Elle se relevait surprise, les yeux fixes et interrogateurs vers les superviseurs. La raison ? Le waza-ari donné par l’arbitre central sur un mouvement peu orthodoxe de l’Israélienne Gefen Primo, lors de la finale des -52kg, à la mi-combat. Une technique qui n’appartenait indubitablement pas au gokyo, ressemblant au mieux à une forme de yoko-guruma mais avec un kumikata en forme de « bras/tête ». Une initiative surprenante et insolite qui faisait toutefois rouler Amandine Buchard sur la barre d’épaule pour un avantage que la vice championne olympique ne pourra pas rattraper. Après cinq défaites consécutives en autant de combats contre la championne française, l’aînée de la famille Primo, 23 ans seulement, médaillée mondiale 2021 et septième à Doha il y a un mois, s’offre son second Grand Chelem après Paris en 2021. Buchard termine en argent après une journée jusque-là parfaitement maîtrisée. Une défaite inquiétante ? Sans doute pas tant la médaillée mondiale a la capacité d’apprendre de ses adversaires, de s’adapter, de continuer à faire éovluer son judo. La preuve ? Un harai-goshi impressionnant placé à la Hongroise Reka Pupp, cinquième mondiale, en demi-finale. Une arme de plus dans sa palette, déjà observé lors des championnats de France par équipes à Laval.
Une journée doublement argentée pour la France puisque Romain Valadier-Picard avait ouvert le compteur tricolore lors de la finale des -60kg. Auteur en demi-finale d’un juji-gatame parfait et imparable face au Coréen Lee Harim, n°3 mondial et en bronze aux championnats du monde 2023, il débutait bien sa finale contre le lutin nippon Ryuju Nagayama. De passage en France il y a peu, cet éternel n°2 derrière son sempai de l’université de Tokai, Naohisa Takato est un des monstres de la catégorie avec deux médailles mondiales (2018 et 2019) et dix titres en Grand en Chelem ! Un judoka petit par la taille mais capable de coups de judo fulgurants dans toutes les directions qui laissait passer deux-trois séquences avant, en bout de manche, de lancer un uchi-mata droite sur place mais vif et sur lequel il se replaçait remarquablement pour un premier waza-ari. Quelques secondes plus tard, le Japonais plaçait un début de sumi-otoshi qui mettait à nouveau le vainqueur du Grand Prix d’Autriche sur la tranche. Du bel ouvrage.
Très bonne opération toutefois pour Valadier-Picard qui prend à nouveau 700 points avec cette médaille d’argent. Qui plus est valorisés à 100% au niveau de la ranking olympique, puisque ce Grand Chelem mongol a la spécifité d’être le premier tournoi dont les points compteront intégralement en vue de Paris 2024. Un premier point positif auquel il faut en ajouter un second : le fait que l’ACBB Boy retrouve à nouveau une efficacité redoutable en ne-waza (celle qu’il avait en cadets/juniors) et une capacité à se montrer plus patient dans ses prises d’initiative. Un travail de fond pour le médaillé mondial juniors 2022 qui paie. Avec la médaille d’argent de Cédric Revol la semaine dernière à Astana – et en comptant Luka Mkheidze -, la France va se retrouver avec trois judokas dans les quinze meilleurs mondiaux dans cette catégorie des -60kg d’ici lundi.

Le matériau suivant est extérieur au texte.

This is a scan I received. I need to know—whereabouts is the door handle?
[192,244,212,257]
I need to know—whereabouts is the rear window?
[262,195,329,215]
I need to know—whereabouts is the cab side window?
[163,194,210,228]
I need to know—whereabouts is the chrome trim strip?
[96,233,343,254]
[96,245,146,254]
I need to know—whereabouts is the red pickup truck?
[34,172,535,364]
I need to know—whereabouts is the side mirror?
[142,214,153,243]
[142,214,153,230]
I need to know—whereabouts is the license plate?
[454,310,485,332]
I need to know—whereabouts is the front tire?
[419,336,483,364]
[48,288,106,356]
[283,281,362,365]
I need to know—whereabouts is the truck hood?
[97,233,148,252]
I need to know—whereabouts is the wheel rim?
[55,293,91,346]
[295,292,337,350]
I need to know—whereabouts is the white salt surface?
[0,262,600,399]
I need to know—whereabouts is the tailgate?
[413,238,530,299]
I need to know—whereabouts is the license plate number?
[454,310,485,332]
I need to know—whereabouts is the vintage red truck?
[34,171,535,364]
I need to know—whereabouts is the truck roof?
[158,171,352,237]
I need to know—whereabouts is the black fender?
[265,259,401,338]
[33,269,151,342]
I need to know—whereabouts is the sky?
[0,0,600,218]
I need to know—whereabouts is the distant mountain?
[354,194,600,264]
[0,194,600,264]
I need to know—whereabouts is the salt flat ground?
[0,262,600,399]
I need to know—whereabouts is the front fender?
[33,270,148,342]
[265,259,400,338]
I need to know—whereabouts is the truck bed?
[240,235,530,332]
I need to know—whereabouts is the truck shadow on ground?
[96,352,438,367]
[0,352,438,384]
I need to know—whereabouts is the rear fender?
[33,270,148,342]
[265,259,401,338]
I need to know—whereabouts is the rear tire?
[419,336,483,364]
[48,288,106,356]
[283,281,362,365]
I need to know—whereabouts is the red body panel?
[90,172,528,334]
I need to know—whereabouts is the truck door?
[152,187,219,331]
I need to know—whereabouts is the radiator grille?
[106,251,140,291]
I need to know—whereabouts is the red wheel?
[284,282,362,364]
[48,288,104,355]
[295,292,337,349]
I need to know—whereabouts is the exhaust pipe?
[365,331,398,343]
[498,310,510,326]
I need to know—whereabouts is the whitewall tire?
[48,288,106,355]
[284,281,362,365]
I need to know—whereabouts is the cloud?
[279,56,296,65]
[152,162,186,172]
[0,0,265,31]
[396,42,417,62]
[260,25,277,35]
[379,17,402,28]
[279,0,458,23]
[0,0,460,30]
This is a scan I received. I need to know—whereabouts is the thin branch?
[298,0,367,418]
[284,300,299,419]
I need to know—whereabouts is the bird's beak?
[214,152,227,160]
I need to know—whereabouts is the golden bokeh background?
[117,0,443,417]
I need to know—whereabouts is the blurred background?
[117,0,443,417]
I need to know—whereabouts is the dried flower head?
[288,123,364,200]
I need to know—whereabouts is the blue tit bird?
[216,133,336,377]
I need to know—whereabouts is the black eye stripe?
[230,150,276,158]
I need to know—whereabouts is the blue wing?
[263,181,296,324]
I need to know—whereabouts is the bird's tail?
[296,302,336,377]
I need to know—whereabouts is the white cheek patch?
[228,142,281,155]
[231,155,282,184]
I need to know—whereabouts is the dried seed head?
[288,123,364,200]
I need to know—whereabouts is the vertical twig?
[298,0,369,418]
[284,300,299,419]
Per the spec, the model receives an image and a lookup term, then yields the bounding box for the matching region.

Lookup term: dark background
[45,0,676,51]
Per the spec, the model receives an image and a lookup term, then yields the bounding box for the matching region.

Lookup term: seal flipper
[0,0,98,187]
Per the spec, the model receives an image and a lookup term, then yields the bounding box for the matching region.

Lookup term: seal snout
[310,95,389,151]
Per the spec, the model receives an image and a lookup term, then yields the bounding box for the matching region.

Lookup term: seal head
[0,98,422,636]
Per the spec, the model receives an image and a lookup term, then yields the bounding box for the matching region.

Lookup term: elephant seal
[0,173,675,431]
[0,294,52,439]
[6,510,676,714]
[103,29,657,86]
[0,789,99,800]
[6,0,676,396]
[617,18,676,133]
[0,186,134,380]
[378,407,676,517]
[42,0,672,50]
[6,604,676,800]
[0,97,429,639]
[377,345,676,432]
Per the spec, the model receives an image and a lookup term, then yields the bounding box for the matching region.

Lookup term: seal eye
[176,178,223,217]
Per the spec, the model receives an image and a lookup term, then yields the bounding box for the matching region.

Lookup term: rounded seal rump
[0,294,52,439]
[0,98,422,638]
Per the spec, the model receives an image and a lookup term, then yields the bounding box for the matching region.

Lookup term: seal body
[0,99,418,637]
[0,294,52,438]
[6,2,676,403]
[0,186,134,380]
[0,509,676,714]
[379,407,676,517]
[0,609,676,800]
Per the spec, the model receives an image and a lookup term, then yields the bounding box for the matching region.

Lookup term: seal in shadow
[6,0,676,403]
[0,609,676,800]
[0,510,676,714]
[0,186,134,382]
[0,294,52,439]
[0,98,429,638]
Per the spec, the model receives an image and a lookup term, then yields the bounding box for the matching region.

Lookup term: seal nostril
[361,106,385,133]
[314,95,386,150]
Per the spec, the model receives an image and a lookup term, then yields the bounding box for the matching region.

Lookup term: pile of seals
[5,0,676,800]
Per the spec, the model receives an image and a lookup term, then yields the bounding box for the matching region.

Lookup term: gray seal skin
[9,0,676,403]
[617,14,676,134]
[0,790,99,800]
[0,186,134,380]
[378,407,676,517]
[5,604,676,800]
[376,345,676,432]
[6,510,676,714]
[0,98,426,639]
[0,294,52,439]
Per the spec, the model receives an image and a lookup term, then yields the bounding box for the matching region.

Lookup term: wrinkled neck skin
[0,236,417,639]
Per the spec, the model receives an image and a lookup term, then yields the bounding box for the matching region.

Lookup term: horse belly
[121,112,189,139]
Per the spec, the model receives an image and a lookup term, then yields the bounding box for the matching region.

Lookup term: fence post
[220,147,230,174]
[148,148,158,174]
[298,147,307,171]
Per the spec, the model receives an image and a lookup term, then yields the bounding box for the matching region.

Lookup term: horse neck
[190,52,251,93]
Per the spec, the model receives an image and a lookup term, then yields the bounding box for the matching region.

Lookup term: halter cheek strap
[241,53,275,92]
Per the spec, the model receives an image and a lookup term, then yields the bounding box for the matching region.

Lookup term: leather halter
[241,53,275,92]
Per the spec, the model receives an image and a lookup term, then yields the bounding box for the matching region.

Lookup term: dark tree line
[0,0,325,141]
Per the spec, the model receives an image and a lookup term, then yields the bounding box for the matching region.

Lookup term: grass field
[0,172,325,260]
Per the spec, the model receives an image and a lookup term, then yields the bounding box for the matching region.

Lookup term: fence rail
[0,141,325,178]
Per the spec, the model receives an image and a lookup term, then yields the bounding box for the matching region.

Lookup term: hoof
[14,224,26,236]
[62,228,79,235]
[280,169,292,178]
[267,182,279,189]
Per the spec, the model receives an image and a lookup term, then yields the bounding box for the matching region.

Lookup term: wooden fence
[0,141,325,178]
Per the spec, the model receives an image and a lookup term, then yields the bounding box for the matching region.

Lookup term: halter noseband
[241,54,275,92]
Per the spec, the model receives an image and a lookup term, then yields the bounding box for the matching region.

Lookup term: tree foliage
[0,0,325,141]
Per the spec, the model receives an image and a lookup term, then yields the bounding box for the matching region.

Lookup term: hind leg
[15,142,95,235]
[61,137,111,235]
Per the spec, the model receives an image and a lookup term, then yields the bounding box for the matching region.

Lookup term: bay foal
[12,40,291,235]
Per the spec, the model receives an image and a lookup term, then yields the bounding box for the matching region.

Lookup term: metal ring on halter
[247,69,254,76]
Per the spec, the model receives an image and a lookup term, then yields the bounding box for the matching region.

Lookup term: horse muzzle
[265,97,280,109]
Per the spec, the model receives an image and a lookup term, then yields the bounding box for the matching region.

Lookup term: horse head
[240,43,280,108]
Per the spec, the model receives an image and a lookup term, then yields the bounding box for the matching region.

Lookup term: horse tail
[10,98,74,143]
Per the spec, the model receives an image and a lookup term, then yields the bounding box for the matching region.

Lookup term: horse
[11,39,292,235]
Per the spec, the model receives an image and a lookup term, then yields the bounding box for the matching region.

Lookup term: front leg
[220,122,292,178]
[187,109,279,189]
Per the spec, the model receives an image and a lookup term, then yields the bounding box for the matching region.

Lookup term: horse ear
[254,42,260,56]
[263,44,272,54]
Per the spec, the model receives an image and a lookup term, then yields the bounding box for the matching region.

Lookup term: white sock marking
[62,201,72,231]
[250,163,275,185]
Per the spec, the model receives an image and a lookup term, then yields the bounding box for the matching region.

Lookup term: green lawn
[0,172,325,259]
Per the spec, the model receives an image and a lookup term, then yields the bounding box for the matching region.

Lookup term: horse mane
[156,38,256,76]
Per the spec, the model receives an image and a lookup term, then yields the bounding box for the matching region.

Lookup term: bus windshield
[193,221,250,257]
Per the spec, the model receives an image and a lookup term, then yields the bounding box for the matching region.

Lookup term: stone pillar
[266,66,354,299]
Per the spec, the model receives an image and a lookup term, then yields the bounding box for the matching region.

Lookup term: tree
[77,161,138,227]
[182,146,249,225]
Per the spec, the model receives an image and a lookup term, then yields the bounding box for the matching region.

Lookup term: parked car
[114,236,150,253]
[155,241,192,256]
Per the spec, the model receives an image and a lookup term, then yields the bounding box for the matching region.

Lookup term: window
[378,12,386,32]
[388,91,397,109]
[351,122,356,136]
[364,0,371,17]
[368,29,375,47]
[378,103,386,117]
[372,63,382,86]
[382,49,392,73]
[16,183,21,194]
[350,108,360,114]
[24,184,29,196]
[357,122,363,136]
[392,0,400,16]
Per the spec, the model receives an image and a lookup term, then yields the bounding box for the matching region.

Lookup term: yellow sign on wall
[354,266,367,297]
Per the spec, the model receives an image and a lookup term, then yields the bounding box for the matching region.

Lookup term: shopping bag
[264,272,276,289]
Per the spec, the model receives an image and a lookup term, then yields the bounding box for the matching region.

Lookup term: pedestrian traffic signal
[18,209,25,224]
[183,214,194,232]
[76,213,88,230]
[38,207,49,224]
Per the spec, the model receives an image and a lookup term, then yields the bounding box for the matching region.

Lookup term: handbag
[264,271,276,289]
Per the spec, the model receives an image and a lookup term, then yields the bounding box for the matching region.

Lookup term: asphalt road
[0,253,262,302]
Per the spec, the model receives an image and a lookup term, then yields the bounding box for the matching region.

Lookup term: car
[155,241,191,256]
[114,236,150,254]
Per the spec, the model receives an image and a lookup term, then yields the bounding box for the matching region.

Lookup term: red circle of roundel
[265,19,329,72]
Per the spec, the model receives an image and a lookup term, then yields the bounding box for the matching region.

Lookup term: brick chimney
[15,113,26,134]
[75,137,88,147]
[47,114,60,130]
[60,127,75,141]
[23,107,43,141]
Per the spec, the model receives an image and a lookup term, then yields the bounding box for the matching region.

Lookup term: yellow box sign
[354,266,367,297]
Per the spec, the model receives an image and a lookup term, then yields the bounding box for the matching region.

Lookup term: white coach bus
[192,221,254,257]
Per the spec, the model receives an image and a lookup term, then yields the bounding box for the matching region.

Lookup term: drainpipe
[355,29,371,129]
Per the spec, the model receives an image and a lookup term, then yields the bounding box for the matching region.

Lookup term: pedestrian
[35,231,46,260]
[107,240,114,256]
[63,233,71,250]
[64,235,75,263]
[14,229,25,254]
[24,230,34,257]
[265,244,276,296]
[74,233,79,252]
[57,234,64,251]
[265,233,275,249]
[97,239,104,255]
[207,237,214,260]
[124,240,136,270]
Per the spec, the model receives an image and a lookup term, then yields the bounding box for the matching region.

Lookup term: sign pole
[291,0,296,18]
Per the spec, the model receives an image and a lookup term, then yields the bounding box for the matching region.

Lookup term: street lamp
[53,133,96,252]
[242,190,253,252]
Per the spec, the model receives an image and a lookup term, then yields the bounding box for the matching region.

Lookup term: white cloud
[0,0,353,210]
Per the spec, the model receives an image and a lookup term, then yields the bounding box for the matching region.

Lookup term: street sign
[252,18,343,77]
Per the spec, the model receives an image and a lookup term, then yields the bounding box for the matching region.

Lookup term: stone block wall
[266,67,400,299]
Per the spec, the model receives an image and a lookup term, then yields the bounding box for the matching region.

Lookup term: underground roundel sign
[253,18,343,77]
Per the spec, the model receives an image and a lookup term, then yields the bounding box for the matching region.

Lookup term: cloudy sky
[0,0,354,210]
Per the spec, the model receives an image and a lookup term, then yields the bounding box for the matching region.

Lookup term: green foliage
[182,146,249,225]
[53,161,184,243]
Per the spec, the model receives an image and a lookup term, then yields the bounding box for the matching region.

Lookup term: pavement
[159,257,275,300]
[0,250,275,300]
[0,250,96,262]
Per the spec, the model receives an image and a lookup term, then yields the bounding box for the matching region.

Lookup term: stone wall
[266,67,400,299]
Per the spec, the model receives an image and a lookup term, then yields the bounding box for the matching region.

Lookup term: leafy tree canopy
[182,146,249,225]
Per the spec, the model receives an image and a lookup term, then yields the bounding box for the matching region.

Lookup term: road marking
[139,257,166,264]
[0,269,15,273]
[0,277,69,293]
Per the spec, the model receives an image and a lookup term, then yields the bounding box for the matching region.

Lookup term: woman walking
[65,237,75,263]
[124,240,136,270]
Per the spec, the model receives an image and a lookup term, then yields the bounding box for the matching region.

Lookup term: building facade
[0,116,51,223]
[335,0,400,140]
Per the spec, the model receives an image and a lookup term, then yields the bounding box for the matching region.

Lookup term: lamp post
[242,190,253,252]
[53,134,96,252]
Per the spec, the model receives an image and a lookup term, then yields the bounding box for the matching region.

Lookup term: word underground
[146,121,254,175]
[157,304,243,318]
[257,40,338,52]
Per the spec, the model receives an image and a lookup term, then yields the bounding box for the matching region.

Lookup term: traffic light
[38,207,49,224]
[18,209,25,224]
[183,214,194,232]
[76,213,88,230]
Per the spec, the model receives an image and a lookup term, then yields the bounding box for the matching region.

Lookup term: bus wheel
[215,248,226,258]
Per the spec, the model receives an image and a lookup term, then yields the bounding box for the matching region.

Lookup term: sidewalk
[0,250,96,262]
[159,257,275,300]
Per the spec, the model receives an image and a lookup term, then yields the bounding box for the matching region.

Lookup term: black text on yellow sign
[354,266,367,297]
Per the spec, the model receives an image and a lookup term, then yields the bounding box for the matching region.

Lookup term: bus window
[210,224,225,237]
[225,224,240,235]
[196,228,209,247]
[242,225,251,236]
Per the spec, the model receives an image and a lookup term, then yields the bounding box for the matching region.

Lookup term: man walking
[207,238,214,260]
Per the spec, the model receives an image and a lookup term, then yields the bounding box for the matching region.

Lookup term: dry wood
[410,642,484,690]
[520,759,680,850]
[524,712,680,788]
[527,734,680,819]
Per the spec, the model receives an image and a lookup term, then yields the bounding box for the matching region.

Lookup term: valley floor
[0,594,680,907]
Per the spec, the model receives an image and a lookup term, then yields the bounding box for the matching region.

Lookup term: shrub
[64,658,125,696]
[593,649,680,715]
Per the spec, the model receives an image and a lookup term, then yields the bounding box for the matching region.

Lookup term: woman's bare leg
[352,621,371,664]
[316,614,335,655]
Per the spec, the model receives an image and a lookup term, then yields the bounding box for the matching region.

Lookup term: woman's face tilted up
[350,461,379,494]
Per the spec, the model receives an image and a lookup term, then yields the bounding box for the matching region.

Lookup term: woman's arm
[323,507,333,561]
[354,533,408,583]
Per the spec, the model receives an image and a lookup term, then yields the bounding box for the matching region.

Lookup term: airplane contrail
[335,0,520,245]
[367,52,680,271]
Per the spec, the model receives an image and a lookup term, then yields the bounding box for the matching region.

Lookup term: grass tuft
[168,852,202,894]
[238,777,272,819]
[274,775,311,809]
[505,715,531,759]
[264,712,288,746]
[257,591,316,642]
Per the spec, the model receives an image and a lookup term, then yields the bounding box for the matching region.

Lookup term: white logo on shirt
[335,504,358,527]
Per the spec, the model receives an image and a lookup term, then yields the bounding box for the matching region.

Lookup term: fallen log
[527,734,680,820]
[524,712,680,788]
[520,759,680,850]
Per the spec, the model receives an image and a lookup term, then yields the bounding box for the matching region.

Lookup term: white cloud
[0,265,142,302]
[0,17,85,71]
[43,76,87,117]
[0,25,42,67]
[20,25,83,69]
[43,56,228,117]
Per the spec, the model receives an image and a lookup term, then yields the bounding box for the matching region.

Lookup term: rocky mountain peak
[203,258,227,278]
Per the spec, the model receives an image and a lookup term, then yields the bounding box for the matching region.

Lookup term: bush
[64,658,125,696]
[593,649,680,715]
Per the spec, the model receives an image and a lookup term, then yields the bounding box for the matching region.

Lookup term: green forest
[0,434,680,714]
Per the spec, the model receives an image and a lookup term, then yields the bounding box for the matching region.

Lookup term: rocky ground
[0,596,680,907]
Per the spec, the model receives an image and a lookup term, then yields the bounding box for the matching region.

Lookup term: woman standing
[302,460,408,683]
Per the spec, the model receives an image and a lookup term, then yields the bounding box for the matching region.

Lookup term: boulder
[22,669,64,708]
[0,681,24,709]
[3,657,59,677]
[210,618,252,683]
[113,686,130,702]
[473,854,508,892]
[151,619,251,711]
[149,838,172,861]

Un vendredi marqué également par une victoire nipponne en -48kg grâce à Hikari Yoshioka, 20 ans, championne du monde juniors 2022, championne du monde cadette 2019 et victorieuse pour sa première sortie internationale sur le circuit; une victoire mongole devant une foule en délire pour le pieu des -66kg Bashkuu Yondonperenlei face au Tadjik Obid Dzhebov, vainqueur chez lui à Duchanbé il y a trois semaines; une victoire canadienne enfin en -57kg avec la démonstration de Christa Deguchi, championne du monde en titre. Toujours aussi efficace et relâchée, l’ancienne étudiante de l’université Yamanashi Gakuin bat en finale sa compatriote Jessica Klimkait, trois pénalités à rien dans un combat qu’elle aura outrageusement dominé. Une manière de remettre encore plus les pendules à l »heure après sa première défaite contre sa meilleure ennemie lors de la finale du Grand Chelem de Tel Aviv mi-février.
La meilleure -57kg canadienne – et sans doute du circuit -, c’est bien Deguchi.